Si les établissements de santé privés souffrent d’un manque de reconnaissance en France, ceux du Nord-pas-de-Calais doivent composer avec une région historiquement favorable au service public. « Aux réunions, j’y vais avec le casque ! »  plaisante le Dr Jean-Marc Catesson, nouveau président de la FHP Nord-pas-de-Calais. « Pour bien comprendre, nous sommes en tout  51 établissements privés et nous devons déjà composer avec 38 CH, qu’aucun DGARS n’a eu le courage de restructurer jusqu’à présent« . Le secteur privé perçoit 0,4% des MIGAC et 4% des FIR dont 70% concernent les médecins libéraux. Le conseil régional, pour sa part, s’est fendu récemment d’un courrier stipulant qu’aucune subvention ne serait versée à des établissements de santé dont les praticiens pratiquent des dépassements d’honoraires, ni à des GCS sauf si le secteur public était largement majoritaire.
La FHP Picardie, à l’initiative de son président Vincent Vesselle décidait déjà en 2014 de se lancer dans des procédures contentieuses à l’encontre de décisions de l’ARS.
« Je suis un homme de consensus, élu sans doute aussi pour ma tempérance, bref, j’apprécie le dialogue et la négociation. Mais lorsque nous exposons nos problématiques, que personne ne nous répond et qu’on donne systématiquement, et parfois en dépit des règlementations, au secteur public, il faut agir« . Le CA de la FHP Nord-pas-de-Calais décidait en avril 2015 d’entrer aussi dans la bataille juridique. « C’est une décision difficile que nous avons prise lorsque tous les autres recours ont été épuisés » déplore le Dr Catesson.

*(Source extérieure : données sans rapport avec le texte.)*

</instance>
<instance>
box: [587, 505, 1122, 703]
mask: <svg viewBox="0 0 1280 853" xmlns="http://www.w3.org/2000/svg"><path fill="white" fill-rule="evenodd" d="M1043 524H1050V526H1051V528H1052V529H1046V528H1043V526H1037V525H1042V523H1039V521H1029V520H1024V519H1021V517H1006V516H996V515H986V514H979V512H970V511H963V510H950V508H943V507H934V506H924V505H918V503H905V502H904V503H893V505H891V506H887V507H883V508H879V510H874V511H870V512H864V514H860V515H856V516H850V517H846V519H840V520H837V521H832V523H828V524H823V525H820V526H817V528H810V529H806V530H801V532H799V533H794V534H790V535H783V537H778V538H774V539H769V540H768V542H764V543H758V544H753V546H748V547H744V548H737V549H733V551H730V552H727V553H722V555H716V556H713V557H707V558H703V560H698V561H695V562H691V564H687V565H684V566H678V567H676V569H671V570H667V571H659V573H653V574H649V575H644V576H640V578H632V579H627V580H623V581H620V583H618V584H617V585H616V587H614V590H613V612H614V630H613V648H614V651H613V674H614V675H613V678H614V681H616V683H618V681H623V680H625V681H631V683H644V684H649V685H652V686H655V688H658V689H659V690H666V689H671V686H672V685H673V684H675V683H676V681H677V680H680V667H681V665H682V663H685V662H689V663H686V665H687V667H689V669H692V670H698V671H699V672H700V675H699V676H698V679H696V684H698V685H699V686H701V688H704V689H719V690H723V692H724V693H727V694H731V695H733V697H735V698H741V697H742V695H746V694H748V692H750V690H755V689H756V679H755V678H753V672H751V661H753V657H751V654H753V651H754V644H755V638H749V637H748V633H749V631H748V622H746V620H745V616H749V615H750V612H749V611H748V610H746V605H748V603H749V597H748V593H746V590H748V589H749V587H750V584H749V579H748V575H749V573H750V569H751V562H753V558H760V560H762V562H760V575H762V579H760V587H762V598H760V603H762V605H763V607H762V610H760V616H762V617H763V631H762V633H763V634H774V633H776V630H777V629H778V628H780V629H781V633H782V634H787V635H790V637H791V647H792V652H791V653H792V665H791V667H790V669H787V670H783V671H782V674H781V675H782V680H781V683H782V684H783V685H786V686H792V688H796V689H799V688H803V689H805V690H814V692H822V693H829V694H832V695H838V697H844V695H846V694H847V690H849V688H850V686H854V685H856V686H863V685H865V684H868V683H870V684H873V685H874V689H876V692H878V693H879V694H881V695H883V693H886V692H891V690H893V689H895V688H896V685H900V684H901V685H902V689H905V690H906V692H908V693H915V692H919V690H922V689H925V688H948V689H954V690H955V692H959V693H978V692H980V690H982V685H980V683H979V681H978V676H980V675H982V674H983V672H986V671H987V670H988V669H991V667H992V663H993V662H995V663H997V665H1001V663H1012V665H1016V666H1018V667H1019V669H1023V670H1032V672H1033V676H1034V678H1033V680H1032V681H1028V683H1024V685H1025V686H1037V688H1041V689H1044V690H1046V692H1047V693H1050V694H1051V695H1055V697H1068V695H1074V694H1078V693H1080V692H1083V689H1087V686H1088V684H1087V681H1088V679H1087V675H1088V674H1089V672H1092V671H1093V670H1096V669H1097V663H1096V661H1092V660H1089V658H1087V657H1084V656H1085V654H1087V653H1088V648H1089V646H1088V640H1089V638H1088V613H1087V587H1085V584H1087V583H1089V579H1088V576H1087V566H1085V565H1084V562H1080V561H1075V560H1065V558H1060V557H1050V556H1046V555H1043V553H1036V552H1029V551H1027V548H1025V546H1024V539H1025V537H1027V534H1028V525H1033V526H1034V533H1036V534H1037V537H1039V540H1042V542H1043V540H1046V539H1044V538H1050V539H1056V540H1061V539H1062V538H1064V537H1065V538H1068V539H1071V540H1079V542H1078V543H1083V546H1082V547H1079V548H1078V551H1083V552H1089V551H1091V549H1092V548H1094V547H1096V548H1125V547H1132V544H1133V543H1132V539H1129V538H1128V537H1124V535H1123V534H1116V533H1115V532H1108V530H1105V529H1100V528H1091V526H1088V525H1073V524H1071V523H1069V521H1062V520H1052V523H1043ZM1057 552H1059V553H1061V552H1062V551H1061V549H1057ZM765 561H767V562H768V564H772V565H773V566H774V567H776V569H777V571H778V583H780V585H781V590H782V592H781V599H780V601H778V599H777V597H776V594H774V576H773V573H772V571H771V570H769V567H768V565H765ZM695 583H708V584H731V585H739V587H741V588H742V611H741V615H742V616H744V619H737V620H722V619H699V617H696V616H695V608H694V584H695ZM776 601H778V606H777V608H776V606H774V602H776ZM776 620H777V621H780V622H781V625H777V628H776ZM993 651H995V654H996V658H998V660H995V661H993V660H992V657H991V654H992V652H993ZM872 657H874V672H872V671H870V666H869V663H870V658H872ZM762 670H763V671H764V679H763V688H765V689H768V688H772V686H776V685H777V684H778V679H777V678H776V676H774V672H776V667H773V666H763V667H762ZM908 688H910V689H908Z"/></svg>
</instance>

La FHP régionale attaque 7 décisions d’autorisation en cancérologie données à l’hôpital alors même qu’il ne répond pas aux seuils règlementaires. Elle participe de plus à l’opération des 1000 recours pilotée par la FHP-MCO qui s’est emparée d’un dossier concernant les 31 allocations DAF et AC données arbitrairement par l’ARS pour un montant de 15 millions d’euros aux hôpitaux publics.  » Quand nous avons lu les libellés de ces enveloppes ‘aides à la trésorerie’, ‘aides à la réduction du déficit’, etc. nous avons décidé d’y aller car, quand nos cliniques privées sont durablement en déficit, c’est le tribunal de commerce qui s’occupe d’elles, et rarement en les renflouant, contrairement aux hôpitaux qui, eux, peuvent compter sur les ARS pour les remettre à flot. Nous prenons notre part du travail en région mais le relai de la FHP-MCO nous aide dans ce travail juridique « .

En région Nord-pas-de-Calais, les voyants de santé publique sont au rouge. « Nous avons un très bon réseau de médecine de ville. Nous participons activement au dépistage, à l’éducation thérapeutique. Pour le reste, nous faisons au mieux avec les autorisations que l’on nous donne, comme celles de 3 services d’urgence privés quand le secteur public en dispose de 30 ! ».

La région en chiffre : 51 cliniques et hôpitaux privés, 23% des capacités en lits et places, un tiers de part de marché en MCO, 53% de la chirurgie, 48% de la chirurgie des cancers, 40% de la chimiothérapie et 70% de la radiothérapie et curiethérapie.